Her husband drove her to Greenville. Her parents and one of her five sisters came later. Another sister took care of Will. Still another covered the pharmacy. One of her two brothers visited.
Teresa’s surgery was five hours long, four hours of which were spent on a heart-lung machine. Chitwood made a two-inch incision just to the side of her right breast, then cut through her sternum muscles to access and repair the valve.
“When I opened my eyes,” she says, “I knew I was better. I was really sick. That’s all you know. It’s your normal.”
Her recovery went well. She and Bob stayed in Greensville for a week, and she returned to the Y, hugging her heart-shaped pillow, one week to the day after surgery. On one side of it are signatures from her surgeons, nurses and visitors in Greenville.
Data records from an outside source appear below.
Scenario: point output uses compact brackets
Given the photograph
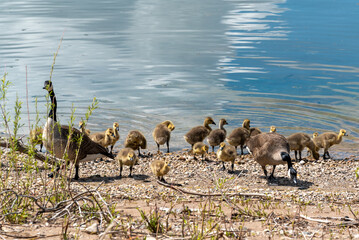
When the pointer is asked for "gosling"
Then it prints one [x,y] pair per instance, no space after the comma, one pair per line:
[200,148]
[127,157]
[104,139]
[199,133]
[116,137]
[271,149]
[328,139]
[299,141]
[240,135]
[162,134]
[160,168]
[36,137]
[83,128]
[136,141]
[227,153]
[218,135]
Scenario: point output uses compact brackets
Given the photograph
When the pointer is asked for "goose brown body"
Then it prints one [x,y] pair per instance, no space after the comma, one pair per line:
[162,134]
[299,141]
[240,135]
[218,135]
[199,133]
[128,157]
[328,139]
[271,149]
[160,168]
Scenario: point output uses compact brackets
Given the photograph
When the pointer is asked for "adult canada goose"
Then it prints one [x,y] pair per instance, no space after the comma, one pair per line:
[83,128]
[78,147]
[239,135]
[299,141]
[104,139]
[227,153]
[218,135]
[116,135]
[199,133]
[272,129]
[136,141]
[200,148]
[271,149]
[127,157]
[328,139]
[36,137]
[160,168]
[162,134]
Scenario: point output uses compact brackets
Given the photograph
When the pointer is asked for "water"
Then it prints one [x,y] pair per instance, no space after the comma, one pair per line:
[292,64]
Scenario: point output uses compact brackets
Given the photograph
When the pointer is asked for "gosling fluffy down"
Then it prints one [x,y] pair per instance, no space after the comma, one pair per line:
[199,133]
[227,153]
[162,134]
[160,168]
[299,141]
[271,149]
[127,157]
[136,141]
[200,148]
[218,135]
[328,139]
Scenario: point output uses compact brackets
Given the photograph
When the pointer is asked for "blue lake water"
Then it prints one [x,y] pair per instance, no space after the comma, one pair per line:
[292,64]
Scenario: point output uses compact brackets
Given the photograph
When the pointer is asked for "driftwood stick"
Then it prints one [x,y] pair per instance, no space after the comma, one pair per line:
[26,149]
[213,194]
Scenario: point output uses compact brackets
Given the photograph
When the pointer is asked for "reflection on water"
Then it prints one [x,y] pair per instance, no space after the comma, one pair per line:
[274,62]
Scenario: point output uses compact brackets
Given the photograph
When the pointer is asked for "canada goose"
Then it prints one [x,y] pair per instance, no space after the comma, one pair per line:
[56,139]
[162,134]
[36,137]
[227,153]
[199,133]
[271,149]
[136,141]
[239,135]
[328,139]
[298,141]
[83,128]
[200,148]
[218,135]
[116,135]
[160,168]
[127,157]
[272,129]
[104,139]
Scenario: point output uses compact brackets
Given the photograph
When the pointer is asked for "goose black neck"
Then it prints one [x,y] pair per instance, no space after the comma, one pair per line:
[53,107]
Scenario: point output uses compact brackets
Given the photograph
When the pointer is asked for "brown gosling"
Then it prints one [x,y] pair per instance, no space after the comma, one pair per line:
[160,168]
[200,148]
[272,129]
[83,128]
[127,157]
[227,153]
[36,137]
[116,137]
[299,141]
[162,134]
[218,135]
[328,139]
[239,135]
[104,139]
[199,133]
[271,149]
[136,141]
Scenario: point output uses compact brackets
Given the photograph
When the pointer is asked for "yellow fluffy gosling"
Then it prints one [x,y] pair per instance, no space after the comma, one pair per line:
[162,134]
[160,168]
[227,153]
[328,139]
[127,157]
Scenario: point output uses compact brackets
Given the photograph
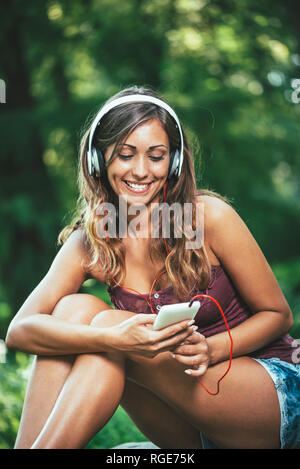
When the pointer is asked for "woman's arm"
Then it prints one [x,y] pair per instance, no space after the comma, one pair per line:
[239,253]
[233,244]
[34,329]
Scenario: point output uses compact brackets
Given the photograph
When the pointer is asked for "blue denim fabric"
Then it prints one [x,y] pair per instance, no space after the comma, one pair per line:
[286,378]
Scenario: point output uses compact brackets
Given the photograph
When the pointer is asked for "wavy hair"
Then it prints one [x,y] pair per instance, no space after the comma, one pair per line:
[186,268]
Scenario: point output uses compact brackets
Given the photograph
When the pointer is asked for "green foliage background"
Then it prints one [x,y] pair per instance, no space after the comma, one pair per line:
[227,67]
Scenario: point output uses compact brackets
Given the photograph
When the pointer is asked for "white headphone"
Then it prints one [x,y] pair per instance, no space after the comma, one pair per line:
[95,158]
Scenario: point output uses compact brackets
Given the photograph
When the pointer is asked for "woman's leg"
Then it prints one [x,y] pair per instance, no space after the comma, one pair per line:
[245,413]
[91,394]
[50,373]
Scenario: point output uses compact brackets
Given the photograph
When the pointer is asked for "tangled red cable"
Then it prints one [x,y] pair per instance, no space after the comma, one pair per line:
[191,301]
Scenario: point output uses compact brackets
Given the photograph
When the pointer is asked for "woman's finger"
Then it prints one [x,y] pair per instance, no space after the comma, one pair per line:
[198,372]
[192,360]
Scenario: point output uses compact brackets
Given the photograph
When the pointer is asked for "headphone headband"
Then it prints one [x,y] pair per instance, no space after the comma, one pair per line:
[133,98]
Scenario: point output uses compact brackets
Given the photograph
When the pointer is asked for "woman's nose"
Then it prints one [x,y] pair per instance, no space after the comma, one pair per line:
[139,168]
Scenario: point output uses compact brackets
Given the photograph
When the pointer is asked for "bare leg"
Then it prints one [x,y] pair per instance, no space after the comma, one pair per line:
[245,414]
[92,391]
[50,373]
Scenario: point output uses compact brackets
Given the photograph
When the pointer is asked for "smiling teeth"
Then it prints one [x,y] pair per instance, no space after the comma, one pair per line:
[137,186]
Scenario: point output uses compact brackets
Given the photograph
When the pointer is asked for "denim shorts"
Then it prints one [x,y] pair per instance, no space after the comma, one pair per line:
[286,379]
On the other side are signatures from her Y friends.
“The people from the Y carried me emotionally, physically and spiritually,” she says. “They were the biggest cheerleaders I’ve ever met.”
Many of the signatures have faded, because she held that pillow so close, for so long.
Nowadays, Teresa comes to the Y every weekday morning at 8 a.m., working out for an hour before classes at 9. On Monday, Wednesday and Friday is Robin Fisher’s aerobics class, while Joe Hall’s spinning class meets Tuesday and Thursday.
The soreness in her sternum went away by August, after Teresa admitted she was pushing herself a little too hard.
These days, she’s in training again, for the Super Sprint portion of the Buck Hurley Triathlon.
She’s able to swim in the pool.
“It’s amazing,” she says. “I’m not gasping. My heart’s not racing.”
She’s right on the front row of Joe’s cycling class.
He says of her diagnosis, “We were surprised because she’d been so active. We were concerned and we wanted to help prepare her for surgery and her recovery afterward.
Now, he says, “We’re just thrilled with her progress. It was a serious situation that she had, so to go from that situation to being active and energetic has been inspirational to all of us.”
One thing, however, hasn’t changed, Joe says.
Teresa still whines during class.
Teresa knows that today will be an emotional day.
“I’m very emotional,” she says. “It doesn’t take much to make me cry.”
But, she adds, “Every day, I have been given the gift of life. I want to use it as honestly and sincerely as God intends me to.”
Freelance writer Susan Shinn lives in Salisbury.